It is my pleasure to announce the first release of ppx_cstubs!
ppx_cstubs is ppx-based preprocessor for quick and dirty stub generation with ctypes. It creates two files from a single OCaml file: a file with c stub code and a ml file with all additional boilerplate code.
The preprocessor abuses external
declarations that are not used in regular code.

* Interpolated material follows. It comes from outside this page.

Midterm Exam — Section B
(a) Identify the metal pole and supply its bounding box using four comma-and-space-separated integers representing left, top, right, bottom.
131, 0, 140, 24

Instead of OCaml types, values of type Ctypes.typ are used inside the declarations:
/* function prototypes */
int puts(const char *s);
char *getenv(const char *name);
To access the functions above from OCaml, you simply repeat the prototype in OCaml syntax and with appropriate Ctypes.typ
values:
external puts: string -> int = "puts"
external getenv: string -> string_opt = "getenv"
let () = (* regular code *)
match getenv "HOME" with
| None -> ()
| Some s ->
let i = puts s in
...
As a slight extension of the scheme above, you can also label your parameters, annotate external (%c
) and write a few lines of C code:
external%c flush_printf : str:string -> i64:int64_t -> bool = {|
int r = printf("first param:%s; second param:%" PRId64 "\n", $str, $i64);
if ( r < 0 ) {
return false;
}
r = fflush(stdout);
return (r == 0); /* `return` is mandatory, unless your function is void */
|} [@@ release_runtime_lock]
/* other possible attributes are [@@ noalloc] and [@@ return_errno] */
let () =
let r : bool = flush_printf ~str:"Hello World" ~i64:4L in
...
This way several switches between the OCaml runtime and C are avoided. This has various advantages:
-
Intermediate results can be stored on the C stack. They don’t need to be allocated on the heap and wrapped in a way to appease the OCaml runtime.
-
the c compiler can better optimise your code.
-
constant parameters don’t need to exposed to OCaml, just to pass them to the C function.
-
you often have to write (and generate) less code, if you don’t create wrappers for every c function and type, but just wrap snippets of C code.
Further possibilities, examples, and limitations are described in the project’s README.